Cracking the Code: Understanding High Cardinality in Metrics

May 7, 2024

High Cardinality Metrics


In our increasingly data-driven landscape, metrics serve as invaluable guides, offering intricate insights into the performance of systems and processes. They empower us to make well-informed decisions, driving efficiency and innovation across various domains. However, the true power of metrics emerges when they exhibit high cardinality – offering granular, nuanced data points that paint a comprehensive picture of operations.

Yet, with this richness comes a unique set of challenges. High cardinality metrics, while immensely valuable, can strain storage capacities, complicate querying processes, and present numerous other hurdles. In this article, we'll delve into the complexities of high cardinality metrics, exploring both their benefits and the strategies required to navigate the obstacles they present.

The Concept of High Cardinality

Now that we know about the importance of having high cardinality metrics question becomes what does this mean? The cardinality of a data attribute refers to the number of distinct values that it can have. For example, a boolean has a cardinality of 2 (True, False). 

So High Cardinality Metrics mean we have metrics that can hold more values. For instance, when tracking CPU utilization, a single metric indicating overall usage provides lower cardinality compared to metrics that capture utilization for each core individually. In the latter case, where data is broken down by core, we encounter higher cardinality due to the increased granularity of information

Challenges Posed by High Cardinality

While High Cardinality Metrics offer significant advantages over their Low Cardinality counterparts, they also introduce a unique set of challenges that must be addressed.

  • Metrics Collection: Since detailed metrics necessitate more computational resources during collection, they may potentially become a bottleneck for application performance
  • Metrics Storage: The adage more data, more storage holds, with the storage demands escalating exponentially, particularly contingent on the cardinality of your metrics.
  • Querying and Analysis: High cardinality metrics frequently necessitate aggregation and processing to transform raw data into actionable insights for users.

Strategies for Managing High Cardinality

With great power comes great responsibility

When faced with an inundation of detailed system insights, it's crucial to streamline the monitoring process by reaching a consensus on the essential information required. Without this clarity, the very data intended to aid can instead hinder progress. Here are several techniques to adeptly manage High Cardinality Metrics:

Time-windowed aggregation

Time-windowed aggregation entails segmenting data into fixed time intervals, allowing for the reduction of data volume while preserving its contextual significance. The selection of appropriate time frames depends on the nature of the metrics collected and the analytical requirements.


Clustering involves grouping similar data points based on their features. For instance, clustering could be used to group machines with similar applications deployed on them.

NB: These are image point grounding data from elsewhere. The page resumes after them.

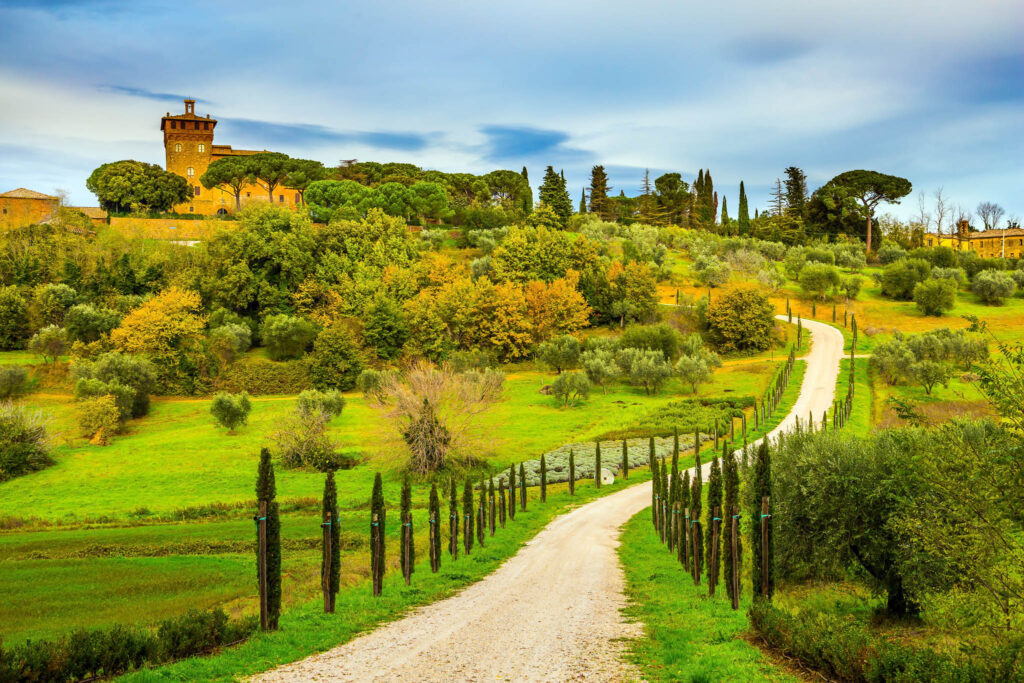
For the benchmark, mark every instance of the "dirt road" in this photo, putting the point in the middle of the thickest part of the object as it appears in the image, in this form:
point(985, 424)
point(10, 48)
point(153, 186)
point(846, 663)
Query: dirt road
point(549, 613)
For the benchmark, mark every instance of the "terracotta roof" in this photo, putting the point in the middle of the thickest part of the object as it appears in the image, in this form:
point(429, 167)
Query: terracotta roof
point(23, 194)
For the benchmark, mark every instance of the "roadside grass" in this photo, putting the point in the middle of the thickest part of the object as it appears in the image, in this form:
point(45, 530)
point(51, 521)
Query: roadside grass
point(688, 636)
point(306, 630)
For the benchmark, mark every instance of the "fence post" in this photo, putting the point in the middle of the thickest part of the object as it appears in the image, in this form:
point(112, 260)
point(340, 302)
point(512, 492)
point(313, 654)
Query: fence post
point(261, 569)
point(764, 546)
point(734, 575)
point(326, 579)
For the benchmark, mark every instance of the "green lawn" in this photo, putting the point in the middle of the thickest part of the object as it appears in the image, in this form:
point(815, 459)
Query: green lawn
point(688, 636)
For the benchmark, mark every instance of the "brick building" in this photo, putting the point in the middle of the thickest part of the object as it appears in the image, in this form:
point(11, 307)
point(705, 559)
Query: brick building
point(189, 151)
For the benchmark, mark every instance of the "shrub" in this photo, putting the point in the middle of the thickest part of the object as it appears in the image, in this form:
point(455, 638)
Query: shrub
point(287, 336)
point(86, 323)
point(570, 388)
point(13, 318)
point(330, 402)
point(740, 319)
point(934, 297)
point(12, 381)
point(99, 418)
point(50, 342)
point(24, 441)
point(259, 377)
point(230, 410)
point(336, 361)
point(817, 279)
point(993, 287)
point(899, 279)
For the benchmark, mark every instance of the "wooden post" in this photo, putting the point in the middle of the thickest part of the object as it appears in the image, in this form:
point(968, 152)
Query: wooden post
point(716, 523)
point(328, 556)
point(261, 569)
point(764, 547)
point(734, 574)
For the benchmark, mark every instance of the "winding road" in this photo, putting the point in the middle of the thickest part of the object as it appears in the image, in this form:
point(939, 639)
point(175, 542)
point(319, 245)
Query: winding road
point(552, 612)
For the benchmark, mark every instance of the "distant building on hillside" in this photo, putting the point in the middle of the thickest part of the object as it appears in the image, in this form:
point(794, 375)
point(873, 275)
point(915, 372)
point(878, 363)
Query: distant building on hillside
point(1008, 243)
point(26, 207)
point(189, 151)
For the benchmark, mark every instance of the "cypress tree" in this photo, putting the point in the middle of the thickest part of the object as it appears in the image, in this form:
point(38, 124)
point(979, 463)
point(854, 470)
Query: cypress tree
point(512, 488)
point(522, 487)
point(467, 517)
point(544, 479)
point(266, 489)
point(407, 530)
point(501, 503)
point(378, 512)
point(571, 473)
point(761, 487)
point(743, 216)
point(654, 496)
point(714, 501)
point(435, 529)
point(330, 505)
point(454, 521)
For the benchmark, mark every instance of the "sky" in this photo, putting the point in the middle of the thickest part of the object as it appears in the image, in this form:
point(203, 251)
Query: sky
point(931, 91)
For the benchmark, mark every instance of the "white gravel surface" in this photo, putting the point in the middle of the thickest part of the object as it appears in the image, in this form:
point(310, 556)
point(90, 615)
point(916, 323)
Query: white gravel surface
point(552, 612)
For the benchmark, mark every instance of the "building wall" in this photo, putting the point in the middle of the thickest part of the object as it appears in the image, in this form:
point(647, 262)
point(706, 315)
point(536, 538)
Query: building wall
point(18, 212)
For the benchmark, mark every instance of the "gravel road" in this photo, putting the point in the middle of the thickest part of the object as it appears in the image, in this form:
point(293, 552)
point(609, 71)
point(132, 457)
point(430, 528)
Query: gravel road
point(552, 612)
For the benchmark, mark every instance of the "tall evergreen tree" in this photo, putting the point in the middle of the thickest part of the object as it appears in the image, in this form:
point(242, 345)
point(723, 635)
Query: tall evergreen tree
point(467, 516)
point(555, 196)
point(330, 505)
point(743, 217)
point(378, 513)
point(266, 489)
point(408, 546)
point(714, 501)
point(599, 194)
point(454, 521)
point(761, 486)
point(435, 529)
point(796, 190)
point(731, 475)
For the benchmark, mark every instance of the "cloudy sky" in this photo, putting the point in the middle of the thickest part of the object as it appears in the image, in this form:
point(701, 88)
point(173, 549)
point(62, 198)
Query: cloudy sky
point(933, 91)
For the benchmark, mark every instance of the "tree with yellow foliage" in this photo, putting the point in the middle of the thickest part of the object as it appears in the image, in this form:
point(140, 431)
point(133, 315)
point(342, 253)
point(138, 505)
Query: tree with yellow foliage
point(168, 330)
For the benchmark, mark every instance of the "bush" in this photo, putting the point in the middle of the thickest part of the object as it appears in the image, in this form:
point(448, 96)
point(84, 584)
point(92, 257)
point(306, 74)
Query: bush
point(740, 319)
point(287, 336)
point(86, 323)
point(50, 342)
point(993, 287)
point(336, 361)
point(99, 418)
point(259, 377)
point(935, 297)
point(899, 279)
point(817, 279)
point(330, 402)
point(13, 380)
point(24, 441)
point(13, 318)
point(570, 388)
point(86, 654)
point(230, 410)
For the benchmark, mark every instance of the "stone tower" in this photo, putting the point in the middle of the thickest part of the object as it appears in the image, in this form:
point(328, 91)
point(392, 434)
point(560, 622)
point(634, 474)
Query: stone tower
point(188, 143)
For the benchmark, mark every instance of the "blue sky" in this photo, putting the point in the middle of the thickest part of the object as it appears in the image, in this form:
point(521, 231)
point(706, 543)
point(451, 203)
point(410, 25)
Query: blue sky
point(931, 91)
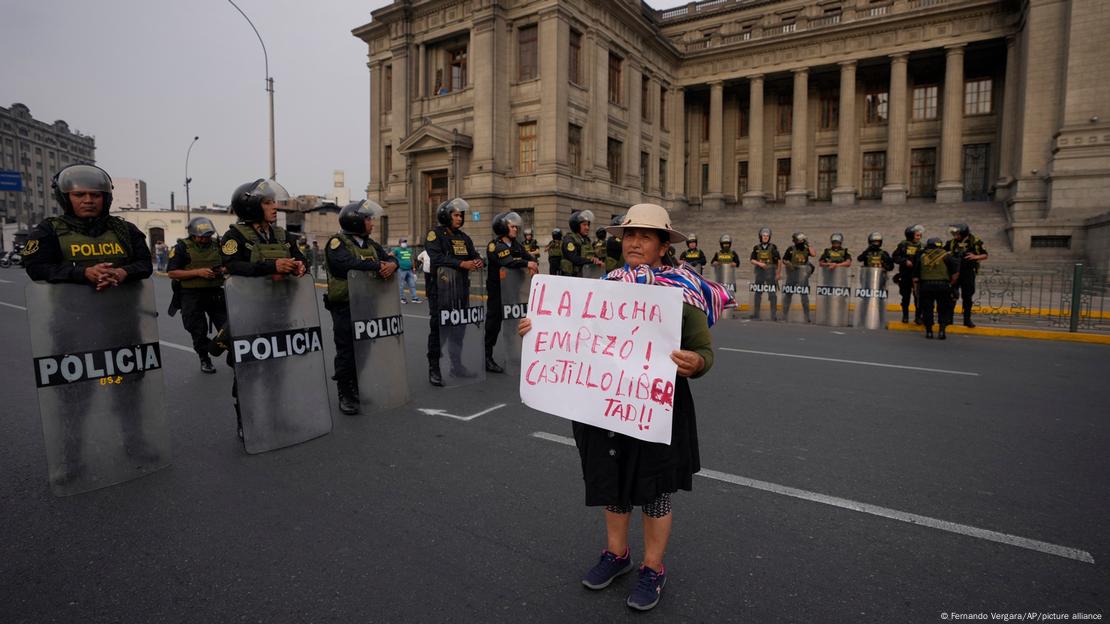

Stack for High Cardinality Handling

Storing and visualising High Cardinality metrics can be a pain point but this has been handled well by this stack:

Grafana + Influx DB


InfluxDB is an open-source time-series database designed for storing, querying, and visualizing time-stamped data. It excels in handling high volumes of time-series data with high ingest rates and fast query performance. InfluxQL is the query language used for interacting with InfluxDB. These features make it the ideal choice for high cardinality metrics.


Grafana is an open-source dashboarding and visualization tool that allows users to create interactive dashboards and panels to monitor and analyze data. Grafana provides a user-friendly query editor interface that allows users to write queries and retrieve data from data sources. Users can use InfluxQL queries to fetch time-series data from InfluxDB and visualize it in Grafana.